Rennet is the enzyme used to curdle the milk to create the cheese curds. Two types of rennet are used. Animal rennet is used in the aged white cheddars. All the other cheeses use vegetable rennet. If you are a fan of cheese curds, sometimes known as squeaky cheese, Tillamook only makes it for their factory tours and store. It is not available in grocery stores.

towers are hard to see at the far back of photo
These towers are where the cheese is pressed into 40ish pound loafs. They usually are about 41 or 42 pounds as some of the cheese will get trimmed in the packaging room. Each tower holds about 800 pounds of cheese curd and it's gravity and their own weight that presses them down. It takes about half an hour for the curd to go from top to bottom, where it is pressed out and sealed in plastic before going to the aging room. 

The cheeses will be aged anywhere from 60 days to 3 years, depending on the variety. The longer the aging, the sharper the flavor.

Once they have aged the appropriate length of time, they get sent to the packaging room. There are three lines running and the workers shift positions every 15 minutes so they don't get bored doing the same task all day long.  The cheese blocks are sent through slicers that slice them into one pound loafs.
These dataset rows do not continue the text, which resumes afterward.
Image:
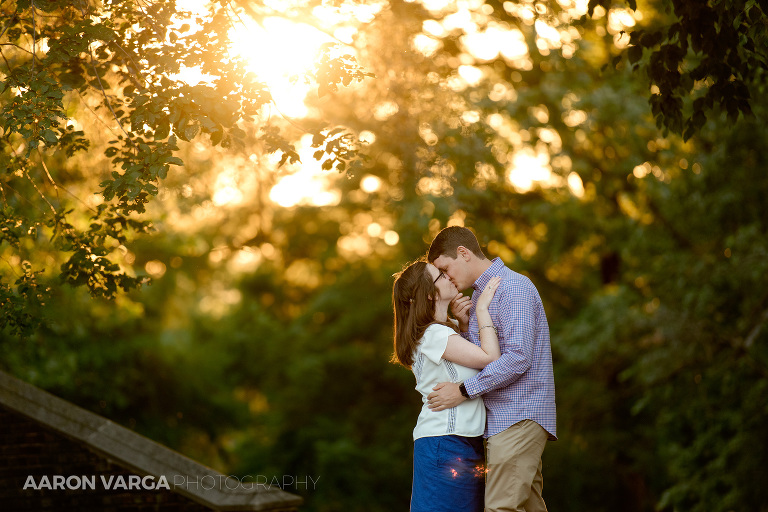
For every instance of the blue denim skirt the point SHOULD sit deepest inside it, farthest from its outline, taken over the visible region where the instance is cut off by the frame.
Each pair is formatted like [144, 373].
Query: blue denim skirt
[448, 474]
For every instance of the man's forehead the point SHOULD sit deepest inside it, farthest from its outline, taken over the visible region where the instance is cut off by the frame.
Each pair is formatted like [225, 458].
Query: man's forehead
[442, 261]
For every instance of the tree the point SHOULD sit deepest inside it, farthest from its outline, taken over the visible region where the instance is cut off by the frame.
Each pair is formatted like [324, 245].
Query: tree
[121, 60]
[704, 58]
[648, 250]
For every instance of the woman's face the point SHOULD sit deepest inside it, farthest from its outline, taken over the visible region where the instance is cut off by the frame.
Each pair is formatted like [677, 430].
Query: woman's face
[445, 288]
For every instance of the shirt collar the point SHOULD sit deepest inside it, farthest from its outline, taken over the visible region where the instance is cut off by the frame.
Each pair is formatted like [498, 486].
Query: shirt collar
[493, 270]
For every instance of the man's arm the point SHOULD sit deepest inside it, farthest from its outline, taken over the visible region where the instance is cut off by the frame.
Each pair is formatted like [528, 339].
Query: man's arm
[516, 321]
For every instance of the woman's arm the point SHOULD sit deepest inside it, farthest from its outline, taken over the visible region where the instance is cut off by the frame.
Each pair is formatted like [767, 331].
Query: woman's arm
[466, 353]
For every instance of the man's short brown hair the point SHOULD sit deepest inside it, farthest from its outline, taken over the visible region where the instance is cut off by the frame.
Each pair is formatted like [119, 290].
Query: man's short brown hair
[450, 239]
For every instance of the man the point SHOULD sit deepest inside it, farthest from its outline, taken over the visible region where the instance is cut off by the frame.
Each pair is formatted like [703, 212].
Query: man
[518, 389]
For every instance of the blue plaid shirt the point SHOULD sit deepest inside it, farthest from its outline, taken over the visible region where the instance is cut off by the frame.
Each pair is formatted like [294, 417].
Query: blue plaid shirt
[520, 384]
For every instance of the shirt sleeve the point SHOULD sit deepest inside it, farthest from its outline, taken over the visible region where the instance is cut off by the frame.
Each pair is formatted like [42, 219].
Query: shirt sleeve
[516, 325]
[435, 341]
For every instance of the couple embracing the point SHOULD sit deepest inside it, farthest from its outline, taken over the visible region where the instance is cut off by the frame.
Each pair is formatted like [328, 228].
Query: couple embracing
[485, 378]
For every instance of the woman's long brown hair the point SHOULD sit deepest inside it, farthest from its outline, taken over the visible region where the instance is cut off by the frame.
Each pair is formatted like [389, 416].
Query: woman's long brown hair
[413, 301]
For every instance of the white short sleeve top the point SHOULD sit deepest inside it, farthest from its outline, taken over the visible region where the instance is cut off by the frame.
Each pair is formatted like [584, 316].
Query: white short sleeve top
[468, 418]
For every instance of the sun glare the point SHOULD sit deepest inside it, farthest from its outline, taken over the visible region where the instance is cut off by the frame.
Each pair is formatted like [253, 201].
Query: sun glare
[309, 185]
[278, 51]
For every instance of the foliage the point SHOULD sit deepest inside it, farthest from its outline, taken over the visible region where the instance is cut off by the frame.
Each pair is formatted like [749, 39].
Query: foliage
[261, 346]
[122, 60]
[702, 61]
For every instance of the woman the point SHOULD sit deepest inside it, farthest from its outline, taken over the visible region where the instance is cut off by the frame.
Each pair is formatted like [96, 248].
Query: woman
[448, 447]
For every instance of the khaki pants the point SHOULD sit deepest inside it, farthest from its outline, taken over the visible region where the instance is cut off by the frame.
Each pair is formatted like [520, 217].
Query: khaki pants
[514, 481]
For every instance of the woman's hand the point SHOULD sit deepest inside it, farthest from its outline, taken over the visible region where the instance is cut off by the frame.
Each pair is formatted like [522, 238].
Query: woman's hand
[485, 298]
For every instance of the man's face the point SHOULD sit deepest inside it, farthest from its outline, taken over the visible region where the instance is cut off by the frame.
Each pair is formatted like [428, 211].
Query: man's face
[455, 269]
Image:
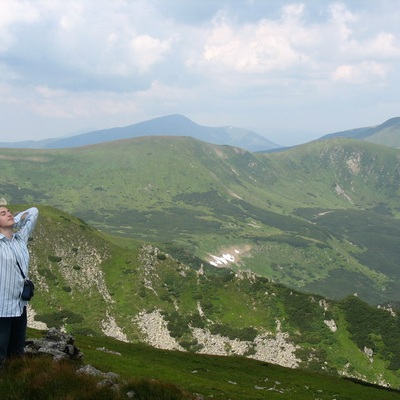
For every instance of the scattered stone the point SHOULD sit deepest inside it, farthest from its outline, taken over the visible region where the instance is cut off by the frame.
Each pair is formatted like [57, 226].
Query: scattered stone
[55, 343]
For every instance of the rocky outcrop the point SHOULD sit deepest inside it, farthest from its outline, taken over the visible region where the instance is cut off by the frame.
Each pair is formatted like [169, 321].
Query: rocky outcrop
[56, 344]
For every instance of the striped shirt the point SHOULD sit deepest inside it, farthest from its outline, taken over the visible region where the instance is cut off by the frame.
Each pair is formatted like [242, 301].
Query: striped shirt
[11, 251]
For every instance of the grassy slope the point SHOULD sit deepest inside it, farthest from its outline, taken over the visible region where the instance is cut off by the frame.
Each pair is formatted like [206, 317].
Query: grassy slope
[280, 210]
[82, 277]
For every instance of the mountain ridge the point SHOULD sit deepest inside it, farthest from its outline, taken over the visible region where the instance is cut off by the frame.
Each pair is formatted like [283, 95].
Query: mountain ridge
[171, 125]
[89, 283]
[299, 217]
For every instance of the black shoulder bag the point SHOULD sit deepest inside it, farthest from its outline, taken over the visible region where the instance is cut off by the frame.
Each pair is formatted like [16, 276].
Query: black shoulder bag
[29, 287]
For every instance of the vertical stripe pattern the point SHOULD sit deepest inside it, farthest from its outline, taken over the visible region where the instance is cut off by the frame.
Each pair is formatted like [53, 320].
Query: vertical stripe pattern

The trimmings are used to make shredded cheese or occasionally added back to a loaf if it is slightly underweight. That's why you might open a block of cheese and find it has an extra slice on it. 

Lee Anne took us downstairs where we went through the cheese tasting line. You started with the curds and then tasted a mild and a sharp cheddar and then a couple with some flavors. 

Because we were with Lee Anne, she was able to give us a couple more flavors to try at the end, including the Smoked Black Pepper White Cheddar and Garlic Chili Pepper Cheddar. She then gave us a coupon for a free scoop of ice cream!

The lower level has a gift store as well as the grocery store with every type of Tillamook product possible. There are also lots of other regional food products as well - mixes, jams, sauces, candies.  For those with a sweet tooth, there is a fudge counter and, of course, the ice cream counter.  I opted for the new flavor - White Chocolate Raspberry Yum. And yummy it was!

The Tillamook factory is about 90 minutes west of Portland.